Dessen ungeachtet durfte Wang bereits wenige Tage später im Kreml Platz nehmen. Nicht distanziert am gewohnt langen Tisch wie anderer Staatsbesuch, sondern symbolträchtig in Handschlagreichweite zu Rußlands Präsident Wladimir Putin. Eine Geste, die über russische und chinesische Fotografen entsprechend Würdigung fand. „China ist bereit, diesen Besuch als Chance zu nutzen und mit Rußland zusammenzuarbeiten“, pries ein Sprecher Wangs die Beziehungen, „um die legitimen Rechte und Interessen beider Seiten zu verteidigen und eine aktive Rolle für den Weltfrieden zu spielen.“ 

Bereits im Vorfeld war Wang nach Frankreich und Italien gereist, während Qin neben Telefonaten nach Belgien, den Niederlanden und Japan ein Treffen des chinesischen Präsidenten Xi Jinping mit dem iranischen Staatsoberhaupt Ebrahim Raisi in Peking koordinierte. Der iranischen Delegation folgt diese Woche der weißrussische Präsident Alexander Lukaschenko; demnächst, verkündete die Ukraine, wolle auch Wolodymyr Selenskyj mit Xi persönlich sprechen.

Sie alle eint die Notwendigkeit, über Chinas jüngsten Friedensplan zur Lösung des Ukrainekriegs zu diskutieren: Zwölf Punkte hatte Peking zum ersten Jahrestag des Kriegsausbruchs veröffentlicht, die nach Ansicht der Chinesen dienlich seien, den Konflikt grundlegend beizulegen. Für Xi und seinen Diplomatenstab glich bereits die Ausarbeitung einem Drahtseilakt: „China konzentriert sich zu Recht auf die Dringlichkeit, einen politischen Kompromiß zwischen einem strategischen Partner [Rußland] und einer anderen Nation, zu der es ebenfalls freundschaftliche Beziehungen unterhält [Ukraine], zu finden, bevor der erbitterte Konflikt noch weiter außer Kontrolle gerät“, urteilt die Hongkonger South China Morning Post.

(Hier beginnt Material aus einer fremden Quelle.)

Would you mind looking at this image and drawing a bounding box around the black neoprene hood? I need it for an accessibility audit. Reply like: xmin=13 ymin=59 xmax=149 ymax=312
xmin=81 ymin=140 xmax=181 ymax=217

Die Crux beginnt bereits in der Formulierung. Noch immer weigert sich Moskau, vom „Krieg“ in der Ukraine zu sprechen. Der Kreml verwendet stattdessen den Terminus der „speziellen Militäroperation“. Auch Chinas Zwölfpunkteplan umschifft gekonnt das Reizwort „Krieg“; es sei denn in Pekings Forderung nach Schutz und Austausch von Kriegsgefangenen sowie in der Mahnung vor dem Wiederaufflammen einer „Mentalität des Kalten Kriegs“. Zum Ärger Kiews ist der Abzug russischer Truppen kein Bestandteil des Friedensplans. Moskau wiederum zeigte sich sichtlich verstimmt über Pekings Grundbedingung, es müsse „die Souveränität, Unabhängigkeit und territoriale Integrität aller Länder wirksam gewahrt werden.“ Noch am Montag teilte Kreml-Sprecher Dmitri Peskow mit, eine Rückgabe der besetzten Gebiete sei für Moskau „ausgeschlossen“. Speziell die Krim sei „ein integraler Bestandteil der Russischen Föderation.“

Ex-Präsident Dmitri Medwedew droht mit Vernichtung der Ukraine 

Unverkennbar liegt Chinas Augenmerk nicht nur in der Prävention einer Ausweitung des Kriegs. Von der „Erleichterung der Getreideexporte“ bis zur „Stabilisierung der Industrie- und Lieferketten“ behandeln gleich mehrere Punkte des vorgelegten Programms auch für China relevante wirtschaftliche Aspekte. Dazu gehört ebenso die „Beendigung einseitiger Sanktionen“, die bezüglich geplanter Drohnenlieferungen neben Moskau demnächst auch Peking treffen könnten.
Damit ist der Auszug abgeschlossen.